Point lights using tile based rendering

The effect from the point lights do not take into account shadows from objects. This is a shortcoming, but there can be many lamps and the cost to compute shadows would be too high. The fall-off function is a simple linear function, with max intensity at the lamp position, and 0 at a distance depending on the lamp size. The physically more correct function, giving an intensity proportional to 1/r^2, would give infinite intensity at r=0 and would never reach 0.

Each point light is rendered separately. A bounding 2D quad is positioned at the place of the point light. The fragment shader will thus be activated only for pixels that are visible (highlighted below). Some of these pixels will then be affected by the light. The position buffer is used to compute the distance from the point light to the pixel, and the normal buffer is used to find the angle.
The high-lighted square is used for lighting calculation
As the quad is drawn at the position of the point light, it may be that all pixels are culled because they fail in the depth test. This is a great advantage, and will speed up drawing considerably as lamps are frequently hidden behind walls or other objects. There are two adjustments done. The quad is not positioned exactly at the point light, but in front of it. The other issue is when the camera is inside the light sphere, in which case the quad has to be moved away from the player, or it would be drawn behind the camera and culled completely.

Blending

Blending is usually a problem with deferred shading. If the blending is done before light effects are applied, it will look bad. In Ephenation, drawing of semi transparent objects is done separately from the opaque objects. But it is done using the FBO, so as to have access to the depth buffer. Because of that, the result is saved in a special blend buffer that is applied in the deferred stage.

Textures used for the opaque objects use the alpha component to indicate either full transparency or full opaqueness. That is handled by the shader, which will discard transparent fragments completely. This will prevent updates of the depth buffer.

Deferred shading

All drawing until now has been done with a Frame Buffer Object as a target. The deferred stage is the one that combines the results from this FBO into a single output, which is the default frame buffer (the screen).

Gamma correction

The colors sent to the screen are clamped in the interval [0,1]. 0 is black, and 1 is as white as you can get. The value can be seen as an energy, where more energy gives more light. However, 0.5 is not half the energy of 1. The reason for this is that the monitor will transform the output with a gamma correction. The correction is approximately C^2.2. The constant 2.2 is called the gamma constant. To get a value half way between black and white, 0.5^0.45=0.73 should be used, to compensate for the non-linear behavior of the monitor.

SRGB input

The exact algorithm is defined by the sRGB format. LCD displays use the sRGB coding automatically. If all bitmaps are in the sRGB format, then the final output will automatically be correct. Or rather, it could be correct, but there are important cases where it is not. As the sRGB is not linear, you can't add two values correctly. For example, using the average between 0 and 1, which is 0.5, would not give the average energy in the final display on the monitor. So if there is pixel color manipulations, the final colors can get wrong or there can be artifacts.
 if (srgb < 0.04045)  
     linear = srgb / 12.92;  
 else  
     linear = pow((srgb + 0.055)/1.055, 2.4);  
If this transformation is done on an 8-bit color, the special case of values less than 0.04045 will all be rounded to 0 or 1 when divided by 12.92.
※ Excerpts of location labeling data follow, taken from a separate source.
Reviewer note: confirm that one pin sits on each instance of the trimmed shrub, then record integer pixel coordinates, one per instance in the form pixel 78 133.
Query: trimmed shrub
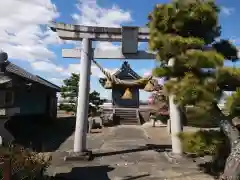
pixel 202 142
pixel 25 164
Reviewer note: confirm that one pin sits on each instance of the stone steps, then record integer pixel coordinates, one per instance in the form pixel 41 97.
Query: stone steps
pixel 128 116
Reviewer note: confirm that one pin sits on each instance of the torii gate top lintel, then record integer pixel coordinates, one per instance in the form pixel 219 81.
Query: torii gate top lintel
pixel 128 35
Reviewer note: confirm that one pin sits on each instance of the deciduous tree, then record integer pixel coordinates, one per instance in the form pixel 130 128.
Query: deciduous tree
pixel 69 92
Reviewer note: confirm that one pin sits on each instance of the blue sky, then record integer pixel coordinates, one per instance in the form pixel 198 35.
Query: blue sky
pixel 31 45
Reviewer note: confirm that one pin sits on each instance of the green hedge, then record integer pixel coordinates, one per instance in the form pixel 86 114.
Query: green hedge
pixel 25 164
pixel 202 142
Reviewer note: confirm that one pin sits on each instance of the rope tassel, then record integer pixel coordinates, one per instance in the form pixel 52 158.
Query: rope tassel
pixel 127 94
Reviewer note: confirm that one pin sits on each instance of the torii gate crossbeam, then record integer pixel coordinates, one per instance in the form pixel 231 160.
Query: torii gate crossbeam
pixel 129 36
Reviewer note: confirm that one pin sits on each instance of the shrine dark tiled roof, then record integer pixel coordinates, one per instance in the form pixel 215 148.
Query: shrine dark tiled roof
pixel 12 68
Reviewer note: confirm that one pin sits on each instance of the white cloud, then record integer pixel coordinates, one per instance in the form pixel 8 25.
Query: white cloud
pixel 91 14
pixel 49 67
pixel 227 10
pixel 22 29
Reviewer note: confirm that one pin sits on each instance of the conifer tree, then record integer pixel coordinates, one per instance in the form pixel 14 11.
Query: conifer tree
pixel 188 31
pixel 69 92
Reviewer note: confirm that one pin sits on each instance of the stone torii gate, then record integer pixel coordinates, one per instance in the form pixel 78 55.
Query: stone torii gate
pixel 129 36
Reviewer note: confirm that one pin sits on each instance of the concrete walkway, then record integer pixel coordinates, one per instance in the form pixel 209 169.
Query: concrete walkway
pixel 125 153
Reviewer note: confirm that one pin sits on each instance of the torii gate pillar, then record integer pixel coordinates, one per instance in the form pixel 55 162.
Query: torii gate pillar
pixel 80 138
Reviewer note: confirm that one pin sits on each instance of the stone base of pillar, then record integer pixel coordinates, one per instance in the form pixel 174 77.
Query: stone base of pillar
pixel 79 156
pixel 174 158
pixel 6 136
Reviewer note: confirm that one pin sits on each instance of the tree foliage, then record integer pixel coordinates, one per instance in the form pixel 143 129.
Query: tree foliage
pixel 188 31
pixel 69 92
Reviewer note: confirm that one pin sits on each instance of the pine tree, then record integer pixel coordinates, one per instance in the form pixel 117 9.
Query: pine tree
pixel 188 31
pixel 69 92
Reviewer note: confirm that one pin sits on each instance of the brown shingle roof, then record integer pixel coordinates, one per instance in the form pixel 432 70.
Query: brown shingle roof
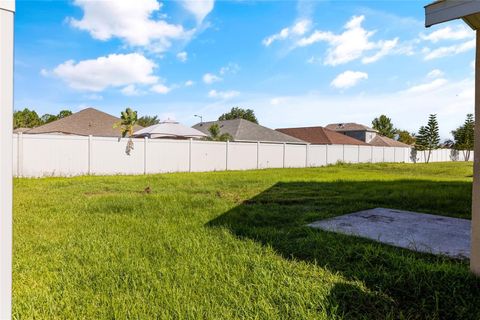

When you edit a bitmap in an editor, what you see is what you get. That means that the monitor will interpret the colors as being sRGB. OpenGL has built-in support for conversion from the sRGB format. If the format is specified for textures, OpenGL will automatically convert to linear color space. if sRGB is not specified, the transform has to be done manually in the shader. In Ephenation, bitmaps are specified as sRGB to get the automatic transformation, which means the equation above isn't needed.

SRGB output

In the last phase, when pixels are written to the default frame buffer, the value has to be manually transformed to non-linear (sRGB). There is actually automatic support for this in OpenGL if using a Frame Buffer Object with a texture target object in format sRGB. However, the final outputting is usually to the default frame buffer, which have no such automatic transformation. Regardless, it may be a good idea to implement it in the shader, to make it possible to calibrate and control by the end user.
if (linear <= 0.0031308)
 CRT = linear * 12.92;
else
 CRT = 1.055 * pow(linear, 1/2.4) - 0.055;

HDR

Colors are limited to the range [0,1], but there is no such limitation in the real world. The energy of a color is unlimited. But the limitation is needed, as it represents the maximum intensity of the display hardware. When doing light manipulations, it is easy to get values bigger than 1. One way would be to start with low values, and then make sure there can never be a situation where the final value will saturate. However, that could mean that the normal case will turn out to be too dark.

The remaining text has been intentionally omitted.